Henry will discuss student travel plans with Red Deer Public Schools’ board of trustees on Wednesday.
In early February, Wolf Creek Public Schools postponed its student exchange trip to China due to the coronavirus outbreak.
Kurt Sacher, superintendent at Chinook’s Edge School Division, said two student band trips to New Orleans, La., were recently cancelled for April.
“With the developments taking place in the United States, we felt it was only a matter of time until the situation could change, and we really wanted to make the decision before a March 7 deadline, where they would have been forced to forfeit significant amounts of funds,” said Sacher about the trips booked through a travel company.

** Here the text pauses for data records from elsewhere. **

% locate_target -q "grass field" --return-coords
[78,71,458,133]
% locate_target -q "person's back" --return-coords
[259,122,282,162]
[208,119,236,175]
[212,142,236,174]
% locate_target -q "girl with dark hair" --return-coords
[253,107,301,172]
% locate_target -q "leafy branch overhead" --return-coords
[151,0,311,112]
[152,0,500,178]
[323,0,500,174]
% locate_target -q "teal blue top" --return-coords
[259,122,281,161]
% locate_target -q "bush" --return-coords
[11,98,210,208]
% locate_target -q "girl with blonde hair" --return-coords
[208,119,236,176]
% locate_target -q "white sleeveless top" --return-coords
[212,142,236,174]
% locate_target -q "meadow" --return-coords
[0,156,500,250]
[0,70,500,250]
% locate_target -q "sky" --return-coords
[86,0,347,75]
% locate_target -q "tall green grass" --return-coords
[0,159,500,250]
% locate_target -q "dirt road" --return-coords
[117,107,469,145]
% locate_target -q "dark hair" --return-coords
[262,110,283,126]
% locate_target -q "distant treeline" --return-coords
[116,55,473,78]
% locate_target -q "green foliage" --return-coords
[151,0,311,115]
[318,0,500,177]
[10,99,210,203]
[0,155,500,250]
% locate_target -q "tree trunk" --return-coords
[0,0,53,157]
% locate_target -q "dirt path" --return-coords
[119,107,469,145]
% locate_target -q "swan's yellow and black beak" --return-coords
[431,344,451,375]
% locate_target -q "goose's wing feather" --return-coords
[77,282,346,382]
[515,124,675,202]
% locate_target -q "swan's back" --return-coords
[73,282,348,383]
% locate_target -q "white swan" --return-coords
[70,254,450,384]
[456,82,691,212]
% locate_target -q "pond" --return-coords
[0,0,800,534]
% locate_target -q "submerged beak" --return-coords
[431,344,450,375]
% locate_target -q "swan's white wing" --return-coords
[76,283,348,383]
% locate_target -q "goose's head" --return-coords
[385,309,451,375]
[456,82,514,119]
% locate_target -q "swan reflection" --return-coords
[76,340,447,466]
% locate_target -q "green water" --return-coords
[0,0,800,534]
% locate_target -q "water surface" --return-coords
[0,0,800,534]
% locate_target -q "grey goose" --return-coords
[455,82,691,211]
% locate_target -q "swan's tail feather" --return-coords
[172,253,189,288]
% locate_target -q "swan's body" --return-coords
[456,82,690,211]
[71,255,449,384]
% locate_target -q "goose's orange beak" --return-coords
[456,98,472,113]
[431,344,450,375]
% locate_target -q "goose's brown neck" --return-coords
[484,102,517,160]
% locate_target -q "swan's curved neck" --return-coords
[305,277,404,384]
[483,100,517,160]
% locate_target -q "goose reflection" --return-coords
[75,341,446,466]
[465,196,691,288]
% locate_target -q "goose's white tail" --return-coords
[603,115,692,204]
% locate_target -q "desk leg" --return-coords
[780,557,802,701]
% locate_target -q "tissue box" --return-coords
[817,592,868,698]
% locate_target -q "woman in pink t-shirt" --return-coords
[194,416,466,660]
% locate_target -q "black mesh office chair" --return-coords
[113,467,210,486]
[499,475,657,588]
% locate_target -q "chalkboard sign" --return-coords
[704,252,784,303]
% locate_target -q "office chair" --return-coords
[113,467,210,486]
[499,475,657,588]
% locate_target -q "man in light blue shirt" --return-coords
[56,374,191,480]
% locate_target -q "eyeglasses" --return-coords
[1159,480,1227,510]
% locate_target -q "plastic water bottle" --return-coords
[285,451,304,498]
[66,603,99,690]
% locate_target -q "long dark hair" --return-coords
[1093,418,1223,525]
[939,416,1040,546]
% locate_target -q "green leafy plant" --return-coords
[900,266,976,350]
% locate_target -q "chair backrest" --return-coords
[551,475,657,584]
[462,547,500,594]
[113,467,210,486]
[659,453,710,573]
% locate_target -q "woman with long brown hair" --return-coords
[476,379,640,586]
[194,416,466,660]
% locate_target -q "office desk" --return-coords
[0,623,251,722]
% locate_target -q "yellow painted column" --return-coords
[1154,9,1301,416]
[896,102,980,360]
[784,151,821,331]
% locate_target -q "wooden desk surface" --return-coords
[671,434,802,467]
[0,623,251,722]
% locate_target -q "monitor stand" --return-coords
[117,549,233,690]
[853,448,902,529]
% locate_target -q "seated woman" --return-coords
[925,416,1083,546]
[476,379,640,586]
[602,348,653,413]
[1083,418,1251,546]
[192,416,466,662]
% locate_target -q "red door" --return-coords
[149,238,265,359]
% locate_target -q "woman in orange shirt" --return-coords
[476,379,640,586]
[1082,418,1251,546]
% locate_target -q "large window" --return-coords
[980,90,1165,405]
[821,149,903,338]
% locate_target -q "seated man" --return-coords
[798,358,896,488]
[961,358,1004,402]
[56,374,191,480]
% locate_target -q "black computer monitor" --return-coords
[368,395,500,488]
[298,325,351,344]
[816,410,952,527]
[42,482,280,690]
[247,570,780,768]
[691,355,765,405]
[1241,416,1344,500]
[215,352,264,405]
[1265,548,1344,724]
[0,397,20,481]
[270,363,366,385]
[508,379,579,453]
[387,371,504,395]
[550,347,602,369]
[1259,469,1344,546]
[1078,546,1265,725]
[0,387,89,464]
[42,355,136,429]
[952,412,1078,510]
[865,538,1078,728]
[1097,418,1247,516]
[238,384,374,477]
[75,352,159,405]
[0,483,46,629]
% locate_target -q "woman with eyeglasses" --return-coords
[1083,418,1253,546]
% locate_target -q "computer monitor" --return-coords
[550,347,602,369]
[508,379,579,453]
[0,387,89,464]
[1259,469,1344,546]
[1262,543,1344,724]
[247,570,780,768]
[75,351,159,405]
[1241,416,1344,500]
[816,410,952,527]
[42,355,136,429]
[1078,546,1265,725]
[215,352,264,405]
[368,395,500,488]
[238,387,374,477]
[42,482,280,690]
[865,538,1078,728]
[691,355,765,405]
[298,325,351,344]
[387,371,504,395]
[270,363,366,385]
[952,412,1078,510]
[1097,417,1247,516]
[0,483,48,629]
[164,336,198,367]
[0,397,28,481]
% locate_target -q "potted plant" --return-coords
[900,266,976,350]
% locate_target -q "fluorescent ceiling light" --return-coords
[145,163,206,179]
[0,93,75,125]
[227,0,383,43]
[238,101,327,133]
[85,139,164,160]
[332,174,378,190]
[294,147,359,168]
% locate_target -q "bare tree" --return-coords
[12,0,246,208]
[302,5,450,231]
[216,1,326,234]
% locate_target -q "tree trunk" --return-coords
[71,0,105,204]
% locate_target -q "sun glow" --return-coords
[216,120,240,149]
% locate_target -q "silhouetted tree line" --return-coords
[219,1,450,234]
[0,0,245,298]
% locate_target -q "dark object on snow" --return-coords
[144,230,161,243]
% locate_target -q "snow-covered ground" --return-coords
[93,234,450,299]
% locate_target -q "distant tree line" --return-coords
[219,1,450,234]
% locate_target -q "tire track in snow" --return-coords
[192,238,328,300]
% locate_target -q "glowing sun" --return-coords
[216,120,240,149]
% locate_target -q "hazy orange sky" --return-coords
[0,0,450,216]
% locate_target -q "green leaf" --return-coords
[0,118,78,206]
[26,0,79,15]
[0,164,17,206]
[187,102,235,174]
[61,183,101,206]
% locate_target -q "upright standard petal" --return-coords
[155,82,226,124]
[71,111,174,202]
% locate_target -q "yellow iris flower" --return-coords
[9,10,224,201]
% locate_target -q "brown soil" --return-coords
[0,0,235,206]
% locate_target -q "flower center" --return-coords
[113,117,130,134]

A few years ago, Chinook’s Edge trustees decided to only allow students to travel to the continental U.S and Canada.
Sacher said groups wanting to travel to other countries are encouraged to do so through community groups and make their own decisions about whether to proceed when risks arise.
“We were finding there would be places where the board would want to cancel trips, and parents might see it differently. You just find yourself in conflict.”